The Dong Lab studies large, complex, and dynamical systems where in principle both quantum mechanics and statistical mechanics need to be applied.

We develop and apply physics-based and data-driven computational methods on both classical and quantum computers to understand the multiscale processes of such systems, from electronic structures to emergent and macroscopic properties. Based on this understanding, we develop design strategies for molecules, materials, and processes that matter in renewable energy, biomedicine, and other areas of societal importance.

We combine quantum mechanics, statistical mechanics, machine learning, and applied mathematics 1) to understand the dynamical, electronic, optical, spin, and chemical properties and 2) to unravel the interplay between different time and length scales in complex chemical systems, such as catalysis and light-matter interactions in realistic and complex matrices. When existing methods cannot help us reach our scientific goals, we develop new methods.
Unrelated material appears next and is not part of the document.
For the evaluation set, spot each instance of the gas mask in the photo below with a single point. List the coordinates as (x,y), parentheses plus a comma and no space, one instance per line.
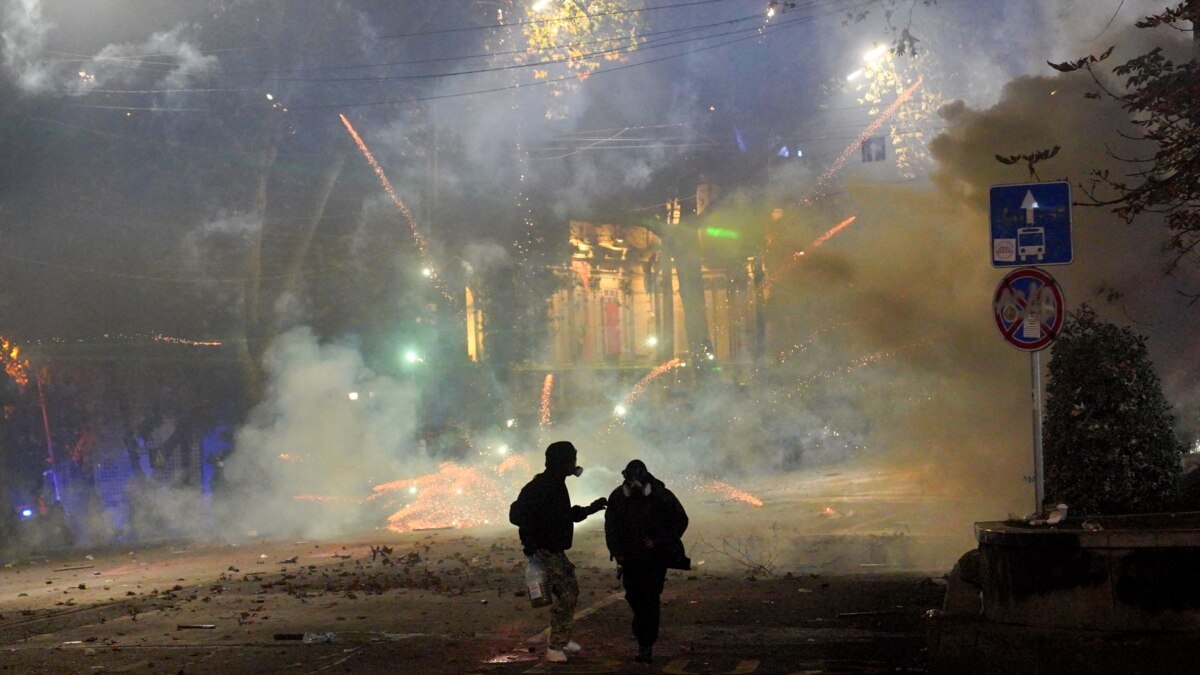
(636,483)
We are curiosity-driven and not limited by traditional boundaries of science. Projects in the Dong Lab have components of computational methodology development, applying existing computational tools in both conventional and novel ways to study chemical and physical processes, and/or developing design strategies for molecules and materials. Techniques involved include electronic structure theory, semiclassical methods, molecular dynamics, machine learning, mathematical modeling, and possibly others.

Scientific topics we are currently interested in include

  • Biocatalysis and bioinspired catalysis with polymers and materials

  • Quantum phenomena in biological systems

  • Light-controlled chemical and physical transformations of molecules and materials

  • Computational design of molecules and materials for renewable energy, biomedicine, quantum information science

  • Automated science

Computational Design of Photoenzymes and Bioinspired Macromolecular Catalysts

Physical and chemical events often happen in a complex and dynamic environment. We study how macromolecular confinement can be tuned to direct functionality and reactivity, both in the ground state and in electronic excited states. We develop predictive tools to guide the design of these emerging macromolecular catalysts important in biomedicine and renewable energy.

Chemistry Under External Stimuli

How do external stimuli modify and control chemistry? For example, how can we make use of photoexcitation to reach new reaction spaces? And how can quantum chamical simulations be achieved if the system is large and dynamical? We use and develop a variety of computational tools to answer these questions.

Computational Method Development for Classical and Quantum Computing

We develop computational methods and tools to enable scientific research on both classical and quantum computers. We use physics-based simulation methods to inform machine learning, and use machine learning to improve physics-based simulation methods. We also build databases and use tools from informatics.